The U.S. government has thwarted a sophisticated Chinese hacking campaign that posed a serious threat to American and allied critical infrastructure networks, according to the Wall Street Journal. This action, announced on Wednesday, reflects the Biden administration’s heightened vigilance against China’s increasingly advanced hacking capabilities.
Attorney General Merrick Garland emphasized the U.S. commitment to dismantling foreign-sponsored cyber operations that jeopardize American security. This latest effort involved the Justice Department and the FBI taking decisive steps in December to dismantle a botnet—a network of hacked devices—comprising primarily small office and home office (SOHO) routers.
The routers, predominantly Cisco and Netgear products, were vulnerable due to their end-of-life status, meaning they no longer received regular security updates. These routers served as nodes for the hackers, allowing them to conduct their operations covertly.

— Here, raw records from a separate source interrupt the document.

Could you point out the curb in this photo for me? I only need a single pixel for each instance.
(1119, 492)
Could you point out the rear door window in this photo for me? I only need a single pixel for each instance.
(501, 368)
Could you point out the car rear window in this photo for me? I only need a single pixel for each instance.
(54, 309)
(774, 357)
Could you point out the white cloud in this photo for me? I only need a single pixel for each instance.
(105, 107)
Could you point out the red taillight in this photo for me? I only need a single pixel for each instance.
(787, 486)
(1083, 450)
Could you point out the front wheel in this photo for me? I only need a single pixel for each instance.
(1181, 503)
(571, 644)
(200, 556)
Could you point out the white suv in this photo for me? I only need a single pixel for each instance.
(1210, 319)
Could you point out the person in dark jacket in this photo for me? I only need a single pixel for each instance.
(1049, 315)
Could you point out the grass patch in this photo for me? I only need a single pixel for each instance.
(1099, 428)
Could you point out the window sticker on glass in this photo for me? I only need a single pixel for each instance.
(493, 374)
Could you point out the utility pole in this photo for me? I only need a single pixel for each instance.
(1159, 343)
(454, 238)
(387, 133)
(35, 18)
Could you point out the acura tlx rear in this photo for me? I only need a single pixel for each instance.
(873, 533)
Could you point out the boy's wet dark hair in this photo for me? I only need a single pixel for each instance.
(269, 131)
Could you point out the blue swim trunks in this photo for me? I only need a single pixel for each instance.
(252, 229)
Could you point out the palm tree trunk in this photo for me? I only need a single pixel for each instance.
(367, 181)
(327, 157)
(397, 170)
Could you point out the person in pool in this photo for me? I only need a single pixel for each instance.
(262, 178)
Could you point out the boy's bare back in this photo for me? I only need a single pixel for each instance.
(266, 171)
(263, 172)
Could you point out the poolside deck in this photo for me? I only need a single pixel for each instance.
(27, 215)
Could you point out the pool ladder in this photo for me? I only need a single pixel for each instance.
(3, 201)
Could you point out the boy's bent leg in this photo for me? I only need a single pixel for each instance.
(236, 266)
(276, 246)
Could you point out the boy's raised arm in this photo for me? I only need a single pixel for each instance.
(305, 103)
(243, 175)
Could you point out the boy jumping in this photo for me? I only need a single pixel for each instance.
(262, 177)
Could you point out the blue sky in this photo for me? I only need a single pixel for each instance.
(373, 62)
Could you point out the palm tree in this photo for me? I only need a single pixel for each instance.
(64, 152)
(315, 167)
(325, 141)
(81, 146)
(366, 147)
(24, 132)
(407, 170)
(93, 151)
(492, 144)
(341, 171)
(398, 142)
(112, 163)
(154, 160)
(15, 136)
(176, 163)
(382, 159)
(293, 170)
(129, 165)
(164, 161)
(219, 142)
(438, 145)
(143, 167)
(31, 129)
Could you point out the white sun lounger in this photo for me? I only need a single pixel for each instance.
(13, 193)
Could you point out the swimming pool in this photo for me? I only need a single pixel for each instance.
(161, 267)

The U.S. officials successfully removed the botnet from these routers and cut off the hackers’ access.
FBI Director Chris Wray issued a stark warning about the Chinese hacking threat, particularly their focus on infiltrating U.S. critical infrastructure networks. In his testimony before the House China committee, Wray highlighted the potential for real-world harm and disruption, noting that Chinese hackers have targeted essential sectors such as water treatment, energy, transportation, and communication systems.
The disrupted hacking campaign, known as Volt Typhoon, has been a concern for the U.S. and its allies for nearly a year. Microsoft and other private-sector entities have reported on this campaign’s attempts to access sensitive networks in various critical sectors. The campaign’s objectives appear to include disrupting communication infrastructure between the U.S. and Asia, potentially impacting American support for Taiwan in the event of a crisis.
China has consistently denied involvement in cyberattacks against the U.S. and other nations. The Chinese Embassy in Washington has not responded to requests for comment on this latest development. This operation by the U.S. government underscores the ongoing cyber warfare landscape and the need for robust cybersecurity measures to protect national infrastructure and interests.